New York legalizes same-sex marriage
By Joe Anuta

Gov. Andrew Cuomo signed sex marriage into law Friday around midnight, giving the LGBT community an extra reason to celebrate during Sunday's Pride Parade in Manhattan and giving a city councilman a chance to break out a long-awaited wedding cake.

By a 33-29 vote, the state Senate passed the controversial measure to end the summer session, making New York the sixth and largest state to allow gay marriages, which can officially begin on July 24. The measure drew praise from gay rights activists across Queens and condemnation from prominent religious figures.

“New York State has said ‘I do’ to equality,” said City Councilman Daniel Dromm (D-Jackson Heights), an openly gay legislator.

Dromm stood outside the Jackson Heights post office Saturday morning with a white cake bedecked in rainbow-colored candy. Someone began playing the traditional processional wedding song on a nearby piano as Dromm cut the cake along with openly gay councilman Jimmy Van Bramer (D-Sunnyside) and state Sen. Jose Peralta (D-East Elmhurst), who had just returned from casting his vote in Albany late Friday.

“Yesterday was a ‘where were you?’ moment,” Dromm said to a small crowd gathered on the sidewalk. “Where were you when equality became a reality?”

In the days leading up to the vote, Albany insiders and various senators said that Capitol Hill was packed with protesters and advocates on both sides.

“It’s wild up here,” said state Sen. Joseph Addabbo (D-Howard Beach) Thursday.

Addabbo voted against a marriage equality bill that died in the Senate in 2009. But he, along with two other Senators, voted in favor this time around.

“Literally, you walk down the hall and on one side there are people singing church hymns and on the other there are people singing pro marriage hymns,” Addabbo said.

Other senators described the scene as chaotic, with one calling it “democracy in action.”

Hours before midnight Friday it was still unclear whether those in favor would have the necessary votes to pass the bill, which required bipartisan support, until two upstate Republican senators announced their last-minute support for the bill, after the governor hammered out legislation that would protect religious institutions from lawsuits if they refused to perform marriage ceremonies contrary to their beliefs.

State Sens. Stephen Saland (R-Poughkeepsie) and Mark Grisanti (R-Buffalo) announced their support on the floor and brought the total to four Republicans in support the bill.

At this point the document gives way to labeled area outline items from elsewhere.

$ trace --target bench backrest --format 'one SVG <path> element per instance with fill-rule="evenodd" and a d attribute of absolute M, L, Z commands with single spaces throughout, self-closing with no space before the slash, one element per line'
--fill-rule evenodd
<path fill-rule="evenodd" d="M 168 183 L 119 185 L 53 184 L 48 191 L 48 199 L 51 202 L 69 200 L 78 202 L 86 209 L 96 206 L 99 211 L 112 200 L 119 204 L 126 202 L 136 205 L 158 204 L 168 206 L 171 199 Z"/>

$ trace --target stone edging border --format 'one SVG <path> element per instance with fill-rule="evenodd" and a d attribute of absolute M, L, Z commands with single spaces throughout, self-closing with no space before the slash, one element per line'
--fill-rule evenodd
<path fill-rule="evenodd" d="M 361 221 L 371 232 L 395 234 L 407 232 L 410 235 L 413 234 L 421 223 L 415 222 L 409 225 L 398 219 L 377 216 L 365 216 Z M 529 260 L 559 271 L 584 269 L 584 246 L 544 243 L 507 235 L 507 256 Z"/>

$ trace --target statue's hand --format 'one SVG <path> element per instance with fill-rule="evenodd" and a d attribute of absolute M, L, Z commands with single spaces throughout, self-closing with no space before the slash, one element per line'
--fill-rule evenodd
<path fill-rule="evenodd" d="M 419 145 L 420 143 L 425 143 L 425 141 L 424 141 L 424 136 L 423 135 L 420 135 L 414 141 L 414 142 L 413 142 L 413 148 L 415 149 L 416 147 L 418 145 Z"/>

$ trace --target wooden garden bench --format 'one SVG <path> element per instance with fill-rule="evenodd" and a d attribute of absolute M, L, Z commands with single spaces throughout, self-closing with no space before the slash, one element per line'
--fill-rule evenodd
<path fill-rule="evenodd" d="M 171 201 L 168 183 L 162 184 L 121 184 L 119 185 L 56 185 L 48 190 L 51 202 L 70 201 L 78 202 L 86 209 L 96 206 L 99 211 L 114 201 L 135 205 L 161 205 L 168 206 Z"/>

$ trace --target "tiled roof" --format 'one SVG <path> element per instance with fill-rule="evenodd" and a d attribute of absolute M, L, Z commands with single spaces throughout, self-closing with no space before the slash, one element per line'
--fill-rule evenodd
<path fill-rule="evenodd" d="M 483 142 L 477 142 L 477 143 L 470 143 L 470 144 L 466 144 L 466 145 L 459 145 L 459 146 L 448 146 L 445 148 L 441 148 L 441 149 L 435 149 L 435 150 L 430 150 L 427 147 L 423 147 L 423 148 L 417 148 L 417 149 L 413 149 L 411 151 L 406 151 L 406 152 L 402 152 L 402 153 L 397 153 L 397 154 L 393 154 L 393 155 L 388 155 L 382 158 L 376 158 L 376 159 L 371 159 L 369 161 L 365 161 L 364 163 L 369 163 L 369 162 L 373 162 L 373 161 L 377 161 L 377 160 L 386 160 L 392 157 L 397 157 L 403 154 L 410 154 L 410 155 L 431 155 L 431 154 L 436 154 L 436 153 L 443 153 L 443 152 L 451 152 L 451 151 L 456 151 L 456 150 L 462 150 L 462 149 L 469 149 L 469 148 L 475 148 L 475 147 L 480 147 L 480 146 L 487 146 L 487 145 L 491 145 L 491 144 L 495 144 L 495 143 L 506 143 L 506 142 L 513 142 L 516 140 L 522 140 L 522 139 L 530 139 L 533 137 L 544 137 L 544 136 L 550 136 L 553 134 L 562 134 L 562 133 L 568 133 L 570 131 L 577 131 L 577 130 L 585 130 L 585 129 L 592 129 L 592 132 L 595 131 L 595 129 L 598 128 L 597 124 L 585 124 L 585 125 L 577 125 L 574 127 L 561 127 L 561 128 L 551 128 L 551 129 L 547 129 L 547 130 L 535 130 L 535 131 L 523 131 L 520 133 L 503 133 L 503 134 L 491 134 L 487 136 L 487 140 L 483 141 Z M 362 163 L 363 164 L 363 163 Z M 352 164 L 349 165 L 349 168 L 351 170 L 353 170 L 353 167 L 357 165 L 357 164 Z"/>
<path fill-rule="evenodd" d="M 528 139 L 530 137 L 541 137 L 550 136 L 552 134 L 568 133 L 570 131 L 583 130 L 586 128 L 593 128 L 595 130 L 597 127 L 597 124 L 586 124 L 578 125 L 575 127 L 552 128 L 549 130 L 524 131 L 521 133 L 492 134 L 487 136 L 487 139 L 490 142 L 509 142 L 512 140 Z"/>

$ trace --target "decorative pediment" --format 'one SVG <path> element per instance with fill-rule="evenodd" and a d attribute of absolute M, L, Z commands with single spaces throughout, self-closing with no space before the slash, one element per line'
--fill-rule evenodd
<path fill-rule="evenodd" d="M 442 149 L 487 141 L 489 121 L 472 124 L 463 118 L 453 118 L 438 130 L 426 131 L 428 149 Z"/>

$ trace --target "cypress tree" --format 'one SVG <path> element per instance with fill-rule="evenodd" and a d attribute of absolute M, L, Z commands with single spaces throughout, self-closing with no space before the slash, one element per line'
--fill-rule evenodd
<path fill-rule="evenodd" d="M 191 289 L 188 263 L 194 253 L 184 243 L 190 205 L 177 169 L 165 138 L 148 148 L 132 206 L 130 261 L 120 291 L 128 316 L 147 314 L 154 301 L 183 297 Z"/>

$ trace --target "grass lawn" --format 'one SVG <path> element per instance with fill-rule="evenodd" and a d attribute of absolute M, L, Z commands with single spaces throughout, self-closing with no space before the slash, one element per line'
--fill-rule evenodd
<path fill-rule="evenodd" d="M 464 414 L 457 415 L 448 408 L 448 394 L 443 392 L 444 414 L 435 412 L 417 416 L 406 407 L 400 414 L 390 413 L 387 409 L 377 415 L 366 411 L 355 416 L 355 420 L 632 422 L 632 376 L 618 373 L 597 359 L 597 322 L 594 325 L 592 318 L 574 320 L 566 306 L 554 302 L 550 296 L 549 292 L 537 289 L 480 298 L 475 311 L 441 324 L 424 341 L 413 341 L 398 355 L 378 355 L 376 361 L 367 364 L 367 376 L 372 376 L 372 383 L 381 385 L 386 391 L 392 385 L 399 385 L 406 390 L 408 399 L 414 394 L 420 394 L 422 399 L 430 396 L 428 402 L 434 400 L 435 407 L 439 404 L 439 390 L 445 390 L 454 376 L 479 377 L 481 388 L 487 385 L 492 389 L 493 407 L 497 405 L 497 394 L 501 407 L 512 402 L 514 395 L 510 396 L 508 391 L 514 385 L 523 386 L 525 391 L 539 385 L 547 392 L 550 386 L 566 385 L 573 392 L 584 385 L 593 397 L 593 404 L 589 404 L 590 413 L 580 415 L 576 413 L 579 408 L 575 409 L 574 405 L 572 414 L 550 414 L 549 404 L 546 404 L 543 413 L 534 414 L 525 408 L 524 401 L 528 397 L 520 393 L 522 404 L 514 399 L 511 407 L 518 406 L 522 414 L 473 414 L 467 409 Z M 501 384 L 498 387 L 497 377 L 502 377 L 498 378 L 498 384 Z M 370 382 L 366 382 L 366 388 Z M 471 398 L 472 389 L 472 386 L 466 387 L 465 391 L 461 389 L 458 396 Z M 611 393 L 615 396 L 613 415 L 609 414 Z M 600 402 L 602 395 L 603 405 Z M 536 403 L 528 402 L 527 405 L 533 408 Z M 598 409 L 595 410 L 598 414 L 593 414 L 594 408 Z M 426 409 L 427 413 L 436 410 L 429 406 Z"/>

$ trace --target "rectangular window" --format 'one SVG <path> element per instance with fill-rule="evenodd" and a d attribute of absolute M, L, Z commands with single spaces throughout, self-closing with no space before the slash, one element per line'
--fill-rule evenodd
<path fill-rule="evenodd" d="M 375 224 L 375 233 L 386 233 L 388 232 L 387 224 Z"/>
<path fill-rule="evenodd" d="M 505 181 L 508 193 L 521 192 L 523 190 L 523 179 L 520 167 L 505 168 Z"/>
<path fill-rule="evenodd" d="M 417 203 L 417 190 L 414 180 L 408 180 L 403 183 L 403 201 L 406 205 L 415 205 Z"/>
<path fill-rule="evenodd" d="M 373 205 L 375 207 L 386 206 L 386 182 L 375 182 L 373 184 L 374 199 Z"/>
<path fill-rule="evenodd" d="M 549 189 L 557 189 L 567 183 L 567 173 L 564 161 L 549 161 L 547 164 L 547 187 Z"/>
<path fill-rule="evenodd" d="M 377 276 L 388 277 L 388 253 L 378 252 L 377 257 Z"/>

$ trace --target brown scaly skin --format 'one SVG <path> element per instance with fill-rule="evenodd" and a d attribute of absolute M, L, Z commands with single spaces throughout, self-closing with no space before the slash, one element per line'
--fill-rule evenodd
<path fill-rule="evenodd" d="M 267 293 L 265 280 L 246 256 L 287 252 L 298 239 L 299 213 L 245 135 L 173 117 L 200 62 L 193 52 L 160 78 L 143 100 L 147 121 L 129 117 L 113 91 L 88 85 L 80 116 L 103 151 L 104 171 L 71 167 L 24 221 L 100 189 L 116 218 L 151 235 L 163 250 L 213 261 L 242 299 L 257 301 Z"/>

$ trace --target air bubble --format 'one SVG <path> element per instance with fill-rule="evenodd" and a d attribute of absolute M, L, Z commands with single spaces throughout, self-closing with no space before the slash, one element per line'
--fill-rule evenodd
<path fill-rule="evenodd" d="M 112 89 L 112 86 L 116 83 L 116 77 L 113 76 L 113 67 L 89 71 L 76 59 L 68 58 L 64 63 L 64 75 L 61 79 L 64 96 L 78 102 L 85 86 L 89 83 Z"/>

Earlier in the week, state Sens. James Alesi (R-Fairport) and Roy McDonald (R-Troy) announced their support, with Roy saying to those who opposed the bill, “I don’t care what you think."

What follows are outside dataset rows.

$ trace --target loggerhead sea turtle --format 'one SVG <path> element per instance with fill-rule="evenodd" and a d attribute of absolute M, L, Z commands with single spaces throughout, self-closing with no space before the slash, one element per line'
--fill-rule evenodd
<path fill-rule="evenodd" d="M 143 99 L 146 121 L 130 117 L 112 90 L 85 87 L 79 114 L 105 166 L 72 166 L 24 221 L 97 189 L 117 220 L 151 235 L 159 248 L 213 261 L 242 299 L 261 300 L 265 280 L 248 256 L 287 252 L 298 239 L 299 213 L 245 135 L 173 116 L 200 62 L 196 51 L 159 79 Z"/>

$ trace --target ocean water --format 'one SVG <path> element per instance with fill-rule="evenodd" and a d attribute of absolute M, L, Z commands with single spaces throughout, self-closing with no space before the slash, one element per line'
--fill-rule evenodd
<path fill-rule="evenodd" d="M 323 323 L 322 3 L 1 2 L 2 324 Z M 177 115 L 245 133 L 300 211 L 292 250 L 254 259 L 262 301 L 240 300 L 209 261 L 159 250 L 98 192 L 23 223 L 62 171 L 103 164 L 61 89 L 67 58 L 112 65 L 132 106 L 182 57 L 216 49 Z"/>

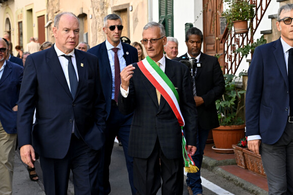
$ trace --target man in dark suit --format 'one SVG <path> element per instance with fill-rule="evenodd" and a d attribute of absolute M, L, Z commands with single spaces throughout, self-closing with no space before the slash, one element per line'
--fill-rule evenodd
<path fill-rule="evenodd" d="M 105 194 L 108 194 L 111 191 L 109 166 L 114 140 L 118 136 L 123 147 L 129 183 L 132 193 L 134 194 L 136 190 L 133 185 L 133 159 L 128 154 L 128 140 L 133 114 L 130 113 L 126 116 L 121 114 L 118 110 L 117 102 L 121 84 L 120 73 L 127 65 L 138 61 L 137 50 L 120 41 L 123 26 L 119 16 L 116 14 L 109 14 L 105 17 L 104 23 L 103 30 L 107 35 L 107 40 L 88 51 L 89 53 L 96 55 L 99 59 L 101 80 L 107 112 L 104 178 L 101 178 L 104 183 L 101 183 L 101 187 Z M 114 51 L 115 49 L 117 50 L 116 52 Z"/>
<path fill-rule="evenodd" d="M 17 117 L 21 159 L 33 167 L 34 150 L 39 154 L 46 194 L 67 194 L 70 169 L 75 194 L 97 194 L 106 117 L 97 58 L 74 49 L 79 24 L 72 13 L 56 15 L 53 33 L 54 45 L 26 61 Z"/>
<path fill-rule="evenodd" d="M 149 57 L 142 62 L 150 60 L 158 63 L 175 87 L 185 120 L 187 152 L 192 155 L 196 150 L 197 112 L 190 77 L 186 66 L 164 55 L 165 35 L 160 24 L 151 22 L 144 26 L 141 41 Z M 134 157 L 134 186 L 138 194 L 156 194 L 161 187 L 162 176 L 162 194 L 182 194 L 182 138 L 177 118 L 137 63 L 126 67 L 121 76 L 119 110 L 124 114 L 134 112 L 128 153 Z"/>
<path fill-rule="evenodd" d="M 269 194 L 293 194 L 292 18 L 293 4 L 279 9 L 281 37 L 257 47 L 248 70 L 248 148 L 261 155 Z"/>
<path fill-rule="evenodd" d="M 6 59 L 7 59 L 8 61 L 11 61 L 12 62 L 15 63 L 21 66 L 22 67 L 23 67 L 23 62 L 22 62 L 22 60 L 21 58 L 20 58 L 19 57 L 15 57 L 9 53 L 10 47 L 8 41 L 5 38 L 3 38 L 3 40 L 5 41 L 6 44 L 7 44 L 7 45 L 8 45 L 8 49 L 7 51 L 8 54 L 7 54 Z"/>
<path fill-rule="evenodd" d="M 12 194 L 16 144 L 16 113 L 23 68 L 7 60 L 8 46 L 0 37 L 0 194 Z"/>
<path fill-rule="evenodd" d="M 201 51 L 203 39 L 203 33 L 200 29 L 196 27 L 189 29 L 185 35 L 187 52 L 174 59 L 180 61 L 184 59 L 183 57 L 194 57 L 197 62 L 202 63 L 202 67 L 197 68 L 196 71 L 195 68 L 191 70 L 192 91 L 199 114 L 197 150 L 192 158 L 200 171 L 187 174 L 186 183 L 189 194 L 203 193 L 200 169 L 204 150 L 210 129 L 219 126 L 215 101 L 225 91 L 225 81 L 218 59 Z"/>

The defiant tone was likely in response to the state Republican Party’s ultimatum that any candidate who supported the bill would not receive an endorsement in next year’s elections.

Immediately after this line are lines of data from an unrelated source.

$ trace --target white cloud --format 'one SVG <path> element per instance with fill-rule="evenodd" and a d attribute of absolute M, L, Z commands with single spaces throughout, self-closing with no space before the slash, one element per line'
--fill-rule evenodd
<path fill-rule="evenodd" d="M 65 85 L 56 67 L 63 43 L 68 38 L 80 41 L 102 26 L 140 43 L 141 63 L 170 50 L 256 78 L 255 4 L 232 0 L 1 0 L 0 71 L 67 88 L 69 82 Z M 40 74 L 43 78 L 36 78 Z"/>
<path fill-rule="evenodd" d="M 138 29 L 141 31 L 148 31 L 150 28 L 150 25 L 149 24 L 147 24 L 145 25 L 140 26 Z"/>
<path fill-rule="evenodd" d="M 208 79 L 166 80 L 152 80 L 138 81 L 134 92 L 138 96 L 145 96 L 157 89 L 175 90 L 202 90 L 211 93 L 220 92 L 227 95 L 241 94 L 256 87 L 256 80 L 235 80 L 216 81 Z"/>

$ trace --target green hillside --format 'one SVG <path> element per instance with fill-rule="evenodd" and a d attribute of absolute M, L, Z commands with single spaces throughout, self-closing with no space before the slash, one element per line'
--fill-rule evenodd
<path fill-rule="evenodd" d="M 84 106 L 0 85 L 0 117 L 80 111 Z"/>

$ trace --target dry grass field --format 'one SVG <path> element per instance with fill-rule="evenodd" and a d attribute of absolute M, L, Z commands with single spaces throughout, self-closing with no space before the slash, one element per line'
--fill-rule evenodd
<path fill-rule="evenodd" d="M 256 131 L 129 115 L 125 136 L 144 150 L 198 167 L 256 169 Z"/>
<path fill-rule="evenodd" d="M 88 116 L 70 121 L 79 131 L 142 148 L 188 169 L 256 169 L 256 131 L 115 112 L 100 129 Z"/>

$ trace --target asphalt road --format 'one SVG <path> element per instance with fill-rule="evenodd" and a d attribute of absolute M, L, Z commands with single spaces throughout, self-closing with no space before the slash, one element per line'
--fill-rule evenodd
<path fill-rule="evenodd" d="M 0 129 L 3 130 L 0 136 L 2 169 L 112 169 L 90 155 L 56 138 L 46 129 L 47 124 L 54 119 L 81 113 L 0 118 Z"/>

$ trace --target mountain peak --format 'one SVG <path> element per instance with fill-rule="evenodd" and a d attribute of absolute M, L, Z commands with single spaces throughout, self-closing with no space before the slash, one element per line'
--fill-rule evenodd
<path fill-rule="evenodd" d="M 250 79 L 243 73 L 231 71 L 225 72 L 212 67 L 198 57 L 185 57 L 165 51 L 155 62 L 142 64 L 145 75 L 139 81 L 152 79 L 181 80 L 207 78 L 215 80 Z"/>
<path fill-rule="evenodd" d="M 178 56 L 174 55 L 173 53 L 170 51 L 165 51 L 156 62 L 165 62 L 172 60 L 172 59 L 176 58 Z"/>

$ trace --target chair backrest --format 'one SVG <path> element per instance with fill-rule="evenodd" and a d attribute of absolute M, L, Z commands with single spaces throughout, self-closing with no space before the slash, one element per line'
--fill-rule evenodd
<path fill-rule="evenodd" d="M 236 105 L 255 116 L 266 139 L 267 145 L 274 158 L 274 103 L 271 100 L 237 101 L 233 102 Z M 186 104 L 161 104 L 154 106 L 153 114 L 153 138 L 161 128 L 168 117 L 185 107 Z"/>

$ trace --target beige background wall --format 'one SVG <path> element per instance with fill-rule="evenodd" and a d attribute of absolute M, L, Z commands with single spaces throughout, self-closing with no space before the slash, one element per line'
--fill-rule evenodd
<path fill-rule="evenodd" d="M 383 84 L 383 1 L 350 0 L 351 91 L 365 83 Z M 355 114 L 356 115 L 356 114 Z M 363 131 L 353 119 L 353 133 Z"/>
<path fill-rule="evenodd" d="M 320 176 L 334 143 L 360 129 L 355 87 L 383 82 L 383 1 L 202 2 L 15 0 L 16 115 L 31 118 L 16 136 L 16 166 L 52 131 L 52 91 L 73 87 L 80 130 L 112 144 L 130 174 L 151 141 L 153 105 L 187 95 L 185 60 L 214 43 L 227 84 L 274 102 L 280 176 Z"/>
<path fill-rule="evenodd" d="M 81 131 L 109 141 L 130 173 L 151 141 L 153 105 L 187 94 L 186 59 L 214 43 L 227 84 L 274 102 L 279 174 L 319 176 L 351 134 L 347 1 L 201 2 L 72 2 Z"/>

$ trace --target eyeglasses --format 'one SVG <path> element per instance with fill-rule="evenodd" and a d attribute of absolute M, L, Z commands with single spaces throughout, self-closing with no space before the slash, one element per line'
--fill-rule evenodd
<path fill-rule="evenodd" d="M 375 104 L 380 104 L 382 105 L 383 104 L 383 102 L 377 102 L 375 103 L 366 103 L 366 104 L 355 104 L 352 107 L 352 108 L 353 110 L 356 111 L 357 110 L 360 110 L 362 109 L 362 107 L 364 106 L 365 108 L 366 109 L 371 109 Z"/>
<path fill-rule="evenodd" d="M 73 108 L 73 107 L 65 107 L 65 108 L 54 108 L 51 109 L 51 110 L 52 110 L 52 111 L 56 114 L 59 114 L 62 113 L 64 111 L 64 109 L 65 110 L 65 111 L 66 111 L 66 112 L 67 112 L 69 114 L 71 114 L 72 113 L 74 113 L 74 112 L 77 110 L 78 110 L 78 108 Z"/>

Archbishop Timothy Dolan of the Archdiocese of New York also opposed the bill and issued a statement expressing his dissatisfaction.

“We worry that both marriage and the family will be undermined by this tragic presumption of government in passing this legislation that attempts to redefine these cornerstones of civilization,” the statement said.

But not all religious figures opposed the bill.

Rev. Ronald Tompkins, a former Jackson Heights pastor, blessed the crowd at the post office Saturday and offered his congratulations to Dromm and the LGBT couples in attendance.

“I read the Bible. I don’t know what they are reading,” Tompkins said following the cake cutting, in reference to religious figures who condemned the legislation. “I wish more churches were here to celebrate this moment.”

Several longtime activists were also present at the event, some of whom had protested at the city’s Marriage Bureau office as much as 40 years ago.

Other activists, like Brendan Fay, have been working in recent years to help same-sex couples travel to Canada to get marriage licenses through his organization Civil Marriage Trail Project.

“This finally allows New Yorkers to marry in their own state,” Fay said.

Oddly enough, gay marriage has always been recognized in the Empire State, Fay said. The marriages of couples who traveled to Canada or other gay-friendly states has been just as legal once they cross back into New York. But now LGBT couples will not have to travel outside the state to get hitched.